Laszlo Sragner - Code Smells in Data Science: What can we do about them? | PyData London 2023

Improve code quality and reduce technical debt by recognizing and addressing common code smells in data science, with practical refactoring tips and strategies for success.

Key takeaways
  • Refactoring is essential to improve code quality, but it requires careful planning and testing.
  • Code smells are patterns that indicate poor design or implementation, leading to code rot and maintenance nightmares.
  • Examples of code smells include:
    • Long parameter lists
    • Data clusters (unnecessary variables)
    • Long and complicated composition of code
    • Improper variable scoping
    • Primitive obsession (overuse of basic types instead of meaningful classes)
    • Feature envy (processing data in a class that doesn’t own it)
  • Code review is essential to identify and fix code smells, but it should be a positive and collaborative process.
  • The Happy Path is the main part of the code, while the error handling is secondary.

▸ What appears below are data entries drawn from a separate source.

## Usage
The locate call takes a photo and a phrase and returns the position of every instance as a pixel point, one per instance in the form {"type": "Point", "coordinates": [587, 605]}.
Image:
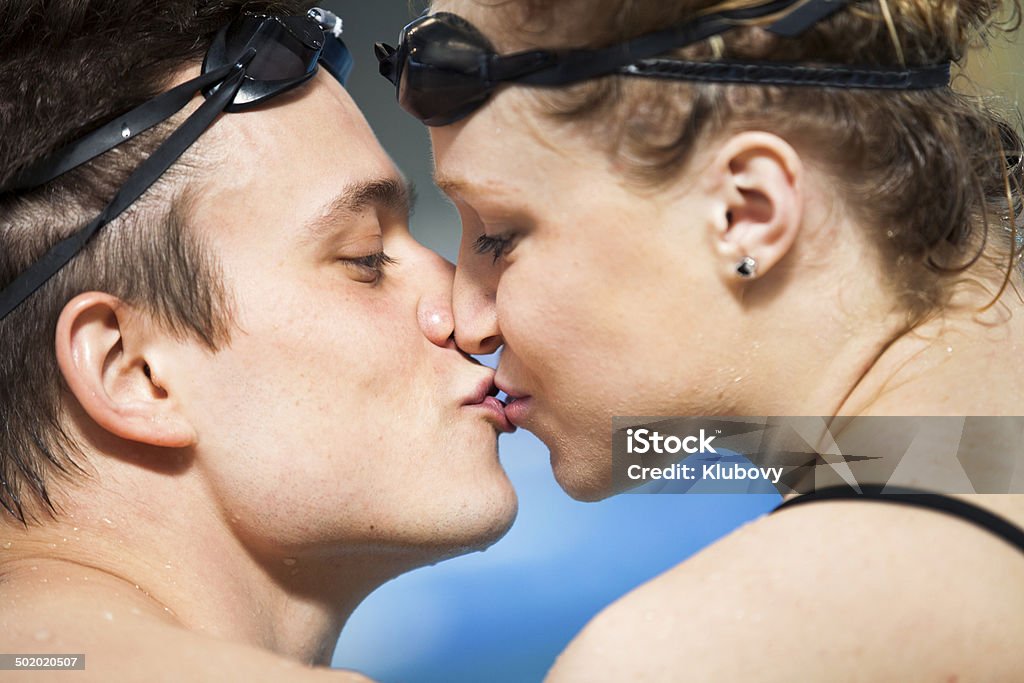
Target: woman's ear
{"type": "Point", "coordinates": [760, 181]}
{"type": "Point", "coordinates": [111, 357]}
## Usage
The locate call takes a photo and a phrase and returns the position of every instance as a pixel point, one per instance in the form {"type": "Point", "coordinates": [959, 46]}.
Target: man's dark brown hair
{"type": "Point", "coordinates": [68, 67]}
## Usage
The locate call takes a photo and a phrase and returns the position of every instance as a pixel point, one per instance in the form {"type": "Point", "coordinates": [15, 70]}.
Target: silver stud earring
{"type": "Point", "coordinates": [748, 267]}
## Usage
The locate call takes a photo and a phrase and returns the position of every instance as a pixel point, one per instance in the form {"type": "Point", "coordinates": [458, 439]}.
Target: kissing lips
{"type": "Point", "coordinates": [484, 398]}
{"type": "Point", "coordinates": [517, 409]}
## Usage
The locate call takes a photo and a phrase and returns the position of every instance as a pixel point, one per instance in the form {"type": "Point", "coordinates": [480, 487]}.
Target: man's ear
{"type": "Point", "coordinates": [761, 180]}
{"type": "Point", "coordinates": [112, 359]}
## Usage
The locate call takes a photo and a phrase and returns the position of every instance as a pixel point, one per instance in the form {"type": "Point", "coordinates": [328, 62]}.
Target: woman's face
{"type": "Point", "coordinates": [597, 290]}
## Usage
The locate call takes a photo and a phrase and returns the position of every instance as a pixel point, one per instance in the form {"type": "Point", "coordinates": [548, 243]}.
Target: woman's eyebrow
{"type": "Point", "coordinates": [391, 194]}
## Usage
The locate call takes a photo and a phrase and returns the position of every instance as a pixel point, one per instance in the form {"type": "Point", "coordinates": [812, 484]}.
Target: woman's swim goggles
{"type": "Point", "coordinates": [254, 58]}
{"type": "Point", "coordinates": [444, 69]}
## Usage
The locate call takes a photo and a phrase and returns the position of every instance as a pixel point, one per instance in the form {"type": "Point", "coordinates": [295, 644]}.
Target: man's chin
{"type": "Point", "coordinates": [583, 473]}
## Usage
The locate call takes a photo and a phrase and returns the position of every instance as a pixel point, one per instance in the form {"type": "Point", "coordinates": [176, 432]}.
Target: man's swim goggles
{"type": "Point", "coordinates": [444, 69]}
{"type": "Point", "coordinates": [254, 58]}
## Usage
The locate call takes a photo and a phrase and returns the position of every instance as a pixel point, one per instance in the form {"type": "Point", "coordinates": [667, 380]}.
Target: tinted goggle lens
{"type": "Point", "coordinates": [439, 69]}
{"type": "Point", "coordinates": [288, 51]}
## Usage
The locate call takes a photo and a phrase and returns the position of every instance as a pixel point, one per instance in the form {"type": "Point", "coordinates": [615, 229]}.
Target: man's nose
{"type": "Point", "coordinates": [434, 307]}
{"type": "Point", "coordinates": [476, 330]}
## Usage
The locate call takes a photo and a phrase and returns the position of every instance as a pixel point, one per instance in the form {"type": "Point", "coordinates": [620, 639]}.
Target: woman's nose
{"type": "Point", "coordinates": [476, 330]}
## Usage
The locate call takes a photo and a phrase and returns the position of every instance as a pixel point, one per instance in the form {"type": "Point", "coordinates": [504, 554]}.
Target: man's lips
{"type": "Point", "coordinates": [518, 404]}
{"type": "Point", "coordinates": [485, 398]}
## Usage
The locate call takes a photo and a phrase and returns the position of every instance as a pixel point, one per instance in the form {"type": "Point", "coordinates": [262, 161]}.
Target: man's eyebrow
{"type": "Point", "coordinates": [450, 185]}
{"type": "Point", "coordinates": [391, 194]}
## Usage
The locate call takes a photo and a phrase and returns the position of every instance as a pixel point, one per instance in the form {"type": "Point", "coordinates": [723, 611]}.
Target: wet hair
{"type": "Point", "coordinates": [68, 67]}
{"type": "Point", "coordinates": [935, 174]}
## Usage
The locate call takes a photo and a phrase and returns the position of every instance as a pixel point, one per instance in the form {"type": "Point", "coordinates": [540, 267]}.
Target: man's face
{"type": "Point", "coordinates": [332, 421]}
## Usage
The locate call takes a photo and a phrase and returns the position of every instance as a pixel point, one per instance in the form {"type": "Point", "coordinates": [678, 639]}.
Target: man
{"type": "Point", "coordinates": [238, 410]}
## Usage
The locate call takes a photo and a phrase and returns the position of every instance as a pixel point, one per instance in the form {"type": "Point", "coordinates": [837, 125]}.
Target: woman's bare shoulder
{"type": "Point", "coordinates": [873, 591]}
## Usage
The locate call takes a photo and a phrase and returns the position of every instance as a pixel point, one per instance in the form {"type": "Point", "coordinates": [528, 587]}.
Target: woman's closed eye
{"type": "Point", "coordinates": [370, 268]}
{"type": "Point", "coordinates": [497, 245]}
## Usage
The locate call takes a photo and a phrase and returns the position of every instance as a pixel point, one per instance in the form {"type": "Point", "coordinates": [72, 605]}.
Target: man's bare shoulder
{"type": "Point", "coordinates": [826, 592]}
{"type": "Point", "coordinates": [126, 647]}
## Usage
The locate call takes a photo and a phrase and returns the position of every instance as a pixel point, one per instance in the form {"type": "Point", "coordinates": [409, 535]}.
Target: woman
{"type": "Point", "coordinates": [237, 412]}
{"type": "Point", "coordinates": [752, 209]}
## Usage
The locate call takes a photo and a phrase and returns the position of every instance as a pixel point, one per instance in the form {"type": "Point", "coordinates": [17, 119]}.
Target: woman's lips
{"type": "Point", "coordinates": [485, 399]}
{"type": "Point", "coordinates": [496, 413]}
{"type": "Point", "coordinates": [517, 409]}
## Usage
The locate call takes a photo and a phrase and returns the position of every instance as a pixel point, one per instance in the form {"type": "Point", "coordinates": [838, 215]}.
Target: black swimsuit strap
{"type": "Point", "coordinates": [994, 523]}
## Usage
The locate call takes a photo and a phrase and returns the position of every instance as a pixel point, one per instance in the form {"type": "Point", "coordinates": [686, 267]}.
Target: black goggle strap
{"type": "Point", "coordinates": [871, 78]}
{"type": "Point", "coordinates": [564, 67]}
{"type": "Point", "coordinates": [116, 132]}
{"type": "Point", "coordinates": [140, 180]}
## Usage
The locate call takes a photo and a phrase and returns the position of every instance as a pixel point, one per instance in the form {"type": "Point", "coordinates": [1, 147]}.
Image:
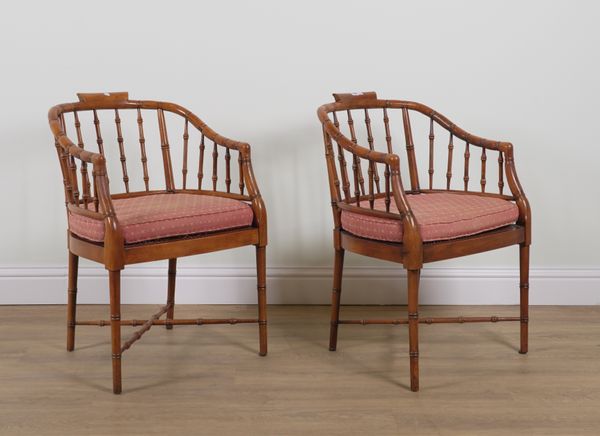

  • Dependency injection is a design pattern that helps decouple code from specific implementations.
  • Code quality is crucial in high-velocity environments, where rapid changes require maintainable code.
  • Code smells can lead to technical debt, which is often difficult to pay back.
  • Writing readable code is essential for communication and collaboration, and it takes practice to develop good coding skills.
  • Code review should focus on making the code better, not just on checking for errors.
  • Improving code quality is important for reducing technical debt and increasing productivity.
  • The goal of code review is to improve the code, not to criticize the author.